2. for the change of humoral immunity and cellular immunity in mice at different time points of the study in mice immunized with recombinant Bb-Eg95-EgA31 vaccine, recombinant Bb-Eg95-EgA31 vaccine oral or nasal vaccination of BALB/c mice after immunization of 0,2,4,6,8,10,12,14,16,18 and 20W by ELISA assay of serum IgG, IgG1, IgG2a, IgG2b, IgG3 and IgE level and spleen lymphocyte culture the supernatant of IFN- gamma, IL-12, TNF- and IL-10 levels were detected by MTT, spleen lymphocyte proliferation, flow cytometry (FCM) and CD_8~+ T detection of spleen CD_4~+ cell percentage.
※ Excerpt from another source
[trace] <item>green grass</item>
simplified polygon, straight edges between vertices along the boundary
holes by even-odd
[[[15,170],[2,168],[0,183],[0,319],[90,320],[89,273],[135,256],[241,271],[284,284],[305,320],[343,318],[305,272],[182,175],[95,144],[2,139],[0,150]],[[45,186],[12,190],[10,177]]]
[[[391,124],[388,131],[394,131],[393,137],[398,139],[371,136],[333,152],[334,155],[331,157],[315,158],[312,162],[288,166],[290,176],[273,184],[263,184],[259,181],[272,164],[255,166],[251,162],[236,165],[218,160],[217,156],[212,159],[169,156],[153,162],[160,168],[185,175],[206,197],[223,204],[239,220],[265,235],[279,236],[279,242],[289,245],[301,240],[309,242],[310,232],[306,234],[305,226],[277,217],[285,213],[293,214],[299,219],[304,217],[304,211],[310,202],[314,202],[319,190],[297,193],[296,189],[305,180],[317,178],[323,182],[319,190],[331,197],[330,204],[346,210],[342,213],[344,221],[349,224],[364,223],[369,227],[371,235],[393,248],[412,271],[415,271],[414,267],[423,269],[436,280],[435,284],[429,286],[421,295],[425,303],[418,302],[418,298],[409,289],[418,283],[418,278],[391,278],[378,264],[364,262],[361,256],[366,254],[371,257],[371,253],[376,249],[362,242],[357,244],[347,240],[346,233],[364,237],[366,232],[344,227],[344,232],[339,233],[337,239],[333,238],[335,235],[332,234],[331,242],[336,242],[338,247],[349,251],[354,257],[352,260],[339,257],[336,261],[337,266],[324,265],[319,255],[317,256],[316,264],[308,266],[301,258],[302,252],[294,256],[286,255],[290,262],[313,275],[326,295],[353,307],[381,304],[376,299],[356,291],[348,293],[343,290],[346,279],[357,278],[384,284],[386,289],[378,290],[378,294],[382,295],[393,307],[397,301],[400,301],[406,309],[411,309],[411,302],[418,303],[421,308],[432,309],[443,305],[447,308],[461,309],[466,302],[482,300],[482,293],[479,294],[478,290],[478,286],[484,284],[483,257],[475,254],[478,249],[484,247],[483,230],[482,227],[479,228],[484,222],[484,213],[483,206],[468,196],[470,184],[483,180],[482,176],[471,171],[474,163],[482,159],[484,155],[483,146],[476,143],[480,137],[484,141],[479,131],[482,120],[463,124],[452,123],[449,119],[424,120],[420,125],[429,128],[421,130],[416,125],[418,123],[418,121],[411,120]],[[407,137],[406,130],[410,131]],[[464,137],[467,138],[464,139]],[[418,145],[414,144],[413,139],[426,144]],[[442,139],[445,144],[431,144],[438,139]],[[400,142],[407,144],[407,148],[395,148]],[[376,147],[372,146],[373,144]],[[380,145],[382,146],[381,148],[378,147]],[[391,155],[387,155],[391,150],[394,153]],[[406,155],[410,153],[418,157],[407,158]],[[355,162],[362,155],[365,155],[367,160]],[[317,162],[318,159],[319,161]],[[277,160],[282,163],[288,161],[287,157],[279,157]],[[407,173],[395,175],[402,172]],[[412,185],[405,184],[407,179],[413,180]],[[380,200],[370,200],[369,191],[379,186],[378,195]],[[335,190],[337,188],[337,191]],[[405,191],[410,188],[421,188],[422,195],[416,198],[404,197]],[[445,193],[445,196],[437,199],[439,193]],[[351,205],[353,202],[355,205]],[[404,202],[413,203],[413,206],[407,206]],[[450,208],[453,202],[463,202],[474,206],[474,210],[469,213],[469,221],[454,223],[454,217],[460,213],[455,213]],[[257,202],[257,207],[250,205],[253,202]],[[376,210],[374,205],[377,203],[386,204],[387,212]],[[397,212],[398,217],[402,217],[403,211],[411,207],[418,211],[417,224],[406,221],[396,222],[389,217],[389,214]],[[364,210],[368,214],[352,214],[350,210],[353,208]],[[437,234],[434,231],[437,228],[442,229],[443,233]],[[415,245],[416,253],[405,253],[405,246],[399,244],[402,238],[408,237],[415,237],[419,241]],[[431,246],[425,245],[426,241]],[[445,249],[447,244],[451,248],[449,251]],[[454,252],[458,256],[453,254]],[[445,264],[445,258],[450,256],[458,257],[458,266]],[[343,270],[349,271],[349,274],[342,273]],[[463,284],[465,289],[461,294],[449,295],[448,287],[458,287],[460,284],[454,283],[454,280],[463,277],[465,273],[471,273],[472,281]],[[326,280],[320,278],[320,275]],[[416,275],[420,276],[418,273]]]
3. in order to protect the force of the recombinant Bb-Eg95-EgA31 vaccine of Eg protoscoleces attack and immune mechanism of recombinant Bb-Eg95-EgA31 vaccine, the subcutaneous injection, intramuscular injection, intranasal inoculation or oral immunization of BALB/c mice, 8 weeks after immunization with 50 Eg protoscoleces by intraperitoneal injection attacks, the empty plasmid, Bb or MRS as control, 25 weeks after the mice were killed, the separation of the hydatid cysts of Echinococcus granulosus and weighing, calculation of the cyst weight reduction rate, serum IgG, ELISA IgG1, IgG2a, IgG2b, IgG3 and IgE level and spleen lymphocyte culture supernatant of IFN- gamma, IL-12, TNF- and IL-10 levels were detected by MTT, spleen lymphocyte proliferation, spleen CD_4~+ and FCM detection CD_8~+ T cell percentage Annexin V-FITC staining incidence rate of detection of apoptosis of spleen cells.
Result
1. agarose gel electrophoresis confirmed that Eg95 (471bp), EgA31 (500bp) antigen encoding gene and Eg95-EgA31 fusion gene (1016bp) amplification; double enzyme digestion confirmed that the recombinant plasmid pGEX- Eg95-EgA31 was constructed successfully; PCR confirmed that the recombinant Bb-Eg95-EgA31 vaccine was successfully constructed; SDS-PAGE confirmed that the recombinant plasmid pGEX-Eg95-EgA31 in Escherichia coli BL21 (DE3) by recombinant Eg95-EgA31 IPTG after induction of expression of molecular weight is about 62.5KDa fusion protein induced by IPTG 3 ~ 5h recombinant protein expression was the highest, 18% of the total bacterial protein, Western blot confirmed that the fusion protein had specific antigenicity.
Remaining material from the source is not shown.